Charlotte Motor Speedway can hold up to 170,000 spectators, and among the racing fans who saw Chase Elliot in the #9 car win the 2019 Bank of America Roval 400 on the final Sunday in September were two historians of economics.

Yes, two historians of economics.

Maybe one shouldn’t be surprised. After all, the late Craufurd Goodwin could recount the entire history of the old Occoneechee Speedway in Hillsborough, now preserved as a bucolic walking trail.

“NASCAR is American, and we want to see as much American culture as we can,” says Nathalie Sigot, a 2019-20 HOPE Center fellow who attended the race in Charlotte with her husband Ghislain Deleplace, an expert on David Ricardo on money.

NASCAR stands for the National Association of Stock Car Auto Racing. Think of it as the American counterpoint to Formula 1, but for sport cars upgraded from production ones.

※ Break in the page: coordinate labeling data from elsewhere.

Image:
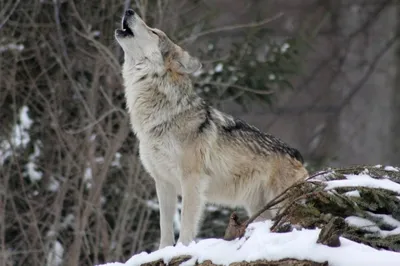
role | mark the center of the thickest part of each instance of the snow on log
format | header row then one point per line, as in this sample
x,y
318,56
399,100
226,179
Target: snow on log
x,y
338,217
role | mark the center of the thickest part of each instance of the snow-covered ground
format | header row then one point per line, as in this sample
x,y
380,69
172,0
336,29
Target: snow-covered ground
x,y
261,244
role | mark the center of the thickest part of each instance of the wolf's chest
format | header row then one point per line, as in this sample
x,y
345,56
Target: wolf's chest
x,y
161,159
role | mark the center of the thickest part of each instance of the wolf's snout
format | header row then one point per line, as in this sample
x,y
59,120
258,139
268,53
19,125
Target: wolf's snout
x,y
126,30
129,13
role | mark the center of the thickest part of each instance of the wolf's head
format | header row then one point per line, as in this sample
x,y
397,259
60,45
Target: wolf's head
x,y
142,44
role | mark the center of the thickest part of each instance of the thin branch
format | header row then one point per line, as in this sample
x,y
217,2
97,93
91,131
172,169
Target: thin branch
x,y
231,28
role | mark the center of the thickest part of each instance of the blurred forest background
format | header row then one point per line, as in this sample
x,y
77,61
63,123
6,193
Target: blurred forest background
x,y
323,75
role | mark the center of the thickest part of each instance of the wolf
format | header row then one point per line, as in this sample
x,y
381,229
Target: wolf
x,y
190,148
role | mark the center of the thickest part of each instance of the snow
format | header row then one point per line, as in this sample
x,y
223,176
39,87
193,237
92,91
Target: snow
x,y
12,46
54,258
261,244
362,223
19,135
53,185
117,160
388,219
31,169
353,193
88,177
372,227
391,168
284,47
363,180
218,68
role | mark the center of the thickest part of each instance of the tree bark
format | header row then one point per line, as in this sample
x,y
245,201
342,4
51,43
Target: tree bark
x,y
286,262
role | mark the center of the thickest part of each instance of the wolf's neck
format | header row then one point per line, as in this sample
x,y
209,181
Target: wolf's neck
x,y
156,98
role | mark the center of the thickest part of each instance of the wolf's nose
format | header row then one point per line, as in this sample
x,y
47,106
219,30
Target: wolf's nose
x,y
129,12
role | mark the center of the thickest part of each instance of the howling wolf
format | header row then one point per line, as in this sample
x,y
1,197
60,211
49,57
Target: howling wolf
x,y
187,146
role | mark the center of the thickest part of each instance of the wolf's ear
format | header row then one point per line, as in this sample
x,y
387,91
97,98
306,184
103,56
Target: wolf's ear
x,y
187,63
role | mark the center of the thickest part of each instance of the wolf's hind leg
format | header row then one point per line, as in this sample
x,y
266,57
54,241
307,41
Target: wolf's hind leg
x,y
192,209
167,199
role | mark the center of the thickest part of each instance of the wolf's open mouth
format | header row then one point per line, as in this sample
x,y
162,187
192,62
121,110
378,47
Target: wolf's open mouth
x,y
125,31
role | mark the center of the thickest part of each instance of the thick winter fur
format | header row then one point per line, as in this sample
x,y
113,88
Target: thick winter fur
x,y
187,146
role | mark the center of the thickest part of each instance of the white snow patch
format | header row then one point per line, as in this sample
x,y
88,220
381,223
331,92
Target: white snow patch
x,y
353,193
88,177
363,181
53,185
55,256
12,47
388,219
285,47
391,168
117,160
218,68
362,223
261,244
31,168
372,227
19,135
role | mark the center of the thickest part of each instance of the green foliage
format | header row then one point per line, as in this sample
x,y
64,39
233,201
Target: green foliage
x,y
255,70
370,212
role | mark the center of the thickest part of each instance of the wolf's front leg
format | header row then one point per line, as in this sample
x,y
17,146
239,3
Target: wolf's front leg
x,y
167,199
192,208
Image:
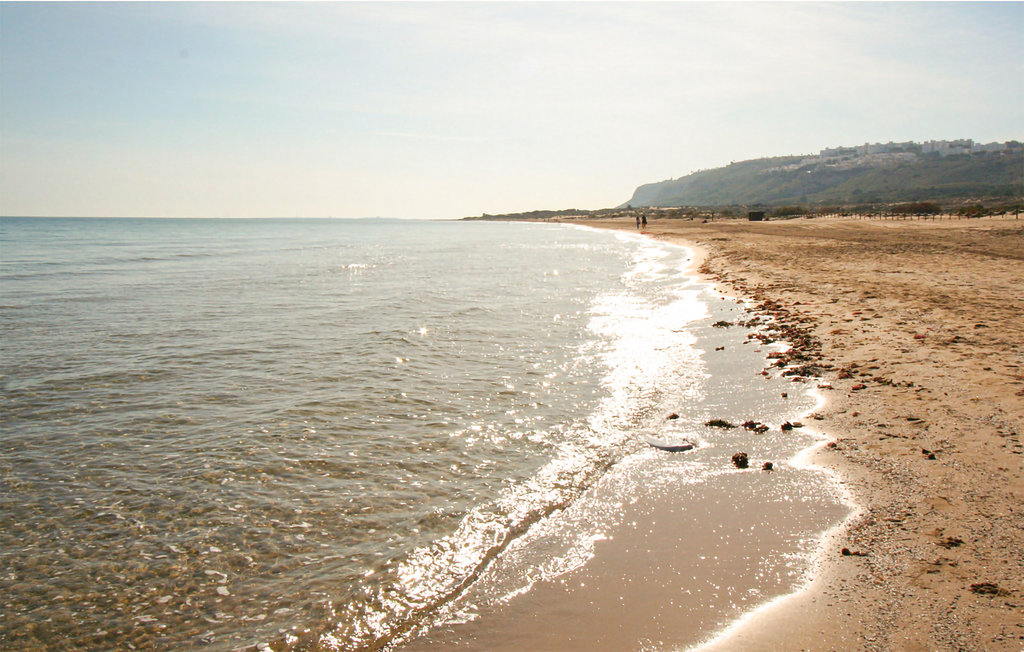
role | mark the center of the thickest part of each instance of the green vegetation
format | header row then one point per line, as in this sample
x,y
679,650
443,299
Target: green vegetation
x,y
786,181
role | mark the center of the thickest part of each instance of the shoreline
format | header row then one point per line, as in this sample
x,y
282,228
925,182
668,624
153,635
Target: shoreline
x,y
918,323
693,542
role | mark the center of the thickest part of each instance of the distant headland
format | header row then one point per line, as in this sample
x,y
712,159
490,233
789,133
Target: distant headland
x,y
946,175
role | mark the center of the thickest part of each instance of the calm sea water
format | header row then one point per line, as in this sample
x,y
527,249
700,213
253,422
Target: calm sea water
x,y
226,433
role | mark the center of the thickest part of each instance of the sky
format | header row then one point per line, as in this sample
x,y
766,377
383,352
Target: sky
x,y
451,110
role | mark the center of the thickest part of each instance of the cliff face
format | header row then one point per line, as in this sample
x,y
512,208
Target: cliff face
x,y
850,179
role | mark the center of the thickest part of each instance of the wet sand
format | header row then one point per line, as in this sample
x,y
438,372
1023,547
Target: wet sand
x,y
922,326
682,542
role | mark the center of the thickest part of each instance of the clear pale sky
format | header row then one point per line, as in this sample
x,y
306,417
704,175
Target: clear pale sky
x,y
453,110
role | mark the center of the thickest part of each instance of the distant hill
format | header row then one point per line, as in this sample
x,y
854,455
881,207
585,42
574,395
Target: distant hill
x,y
845,176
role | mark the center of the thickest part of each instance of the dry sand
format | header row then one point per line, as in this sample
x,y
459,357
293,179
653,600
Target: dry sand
x,y
922,323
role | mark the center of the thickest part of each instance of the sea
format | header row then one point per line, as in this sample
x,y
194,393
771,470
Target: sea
x,y
324,433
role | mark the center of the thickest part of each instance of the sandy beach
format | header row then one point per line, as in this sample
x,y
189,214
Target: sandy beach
x,y
921,333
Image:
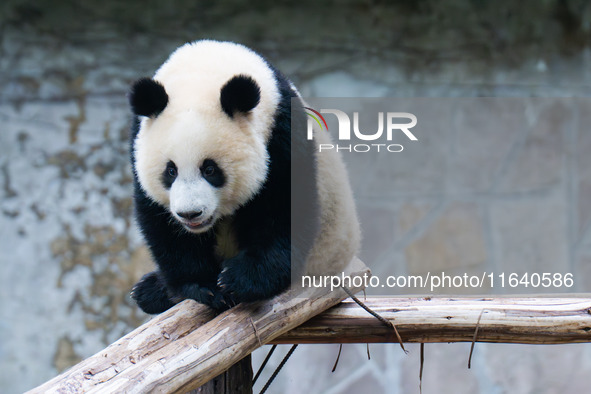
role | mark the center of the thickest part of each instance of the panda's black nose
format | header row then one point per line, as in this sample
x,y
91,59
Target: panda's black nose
x,y
190,215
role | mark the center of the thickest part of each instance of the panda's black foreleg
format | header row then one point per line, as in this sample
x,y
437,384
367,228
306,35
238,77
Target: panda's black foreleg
x,y
209,295
257,273
151,295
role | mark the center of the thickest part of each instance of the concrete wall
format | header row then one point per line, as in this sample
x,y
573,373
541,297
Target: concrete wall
x,y
69,249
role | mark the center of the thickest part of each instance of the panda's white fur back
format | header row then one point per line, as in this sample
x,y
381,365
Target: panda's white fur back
x,y
339,237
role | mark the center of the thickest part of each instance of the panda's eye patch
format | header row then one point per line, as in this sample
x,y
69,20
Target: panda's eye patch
x,y
169,175
212,173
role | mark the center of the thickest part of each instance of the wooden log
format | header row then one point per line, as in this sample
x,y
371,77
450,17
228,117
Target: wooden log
x,y
189,357
236,380
503,320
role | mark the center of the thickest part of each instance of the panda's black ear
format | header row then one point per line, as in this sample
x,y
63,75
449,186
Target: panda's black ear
x,y
240,94
147,97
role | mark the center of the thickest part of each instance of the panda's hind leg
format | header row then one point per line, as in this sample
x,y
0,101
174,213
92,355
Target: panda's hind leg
x,y
151,295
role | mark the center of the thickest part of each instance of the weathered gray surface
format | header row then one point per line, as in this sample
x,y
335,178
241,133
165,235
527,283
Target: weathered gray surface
x,y
70,253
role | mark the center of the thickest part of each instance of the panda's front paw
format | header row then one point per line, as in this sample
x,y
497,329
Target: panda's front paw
x,y
210,296
150,294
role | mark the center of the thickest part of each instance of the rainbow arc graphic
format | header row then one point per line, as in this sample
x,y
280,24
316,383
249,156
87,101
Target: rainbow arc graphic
x,y
316,118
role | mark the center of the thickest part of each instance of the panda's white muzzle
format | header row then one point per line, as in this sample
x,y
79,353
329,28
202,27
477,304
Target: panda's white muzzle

Nathalie noted the yellow caution flags that require all drivers to slow down, allowing cars in the back to get close to the leader.

“Like the American spirit, it gives everyone a chance to catch up.”

Nathalie, who is a professor at the University of Paris (Sorbonne) and former director of the only French Lab devoted entirely to the history of economic thought, is here studying the way in which nineteenth-century French economists talked about the “woman question,” a protracted debate about the place and role of women in society. The 1800s saw more and more women enter the workforce; yet French economists at the time tended to think of women only in terms of household and family roles.

As it turns out, Duke is a great place to pursue her research.

“Strange as it may sound, I can get French-language books and periodicals here at Duke far more readily than I can in many French libraries,” she says.

Her present work stems from her longtime interest in utilitarianism, the nineteenth-century philosophy that considered happiness to be the highest good. For the same reason, she will also work on Scitovsky’s papers during her stay in Duke, where his archives are held.

This is Nathalie’s first time in Durham and at Duke. She and her family visited California three years ago, taking three weeks to drive from the northern part of the state to San Diego.

During her fellowship, Nathalie is living in Chapel Hill with Ghislain and their twin sons. They will return to France in February.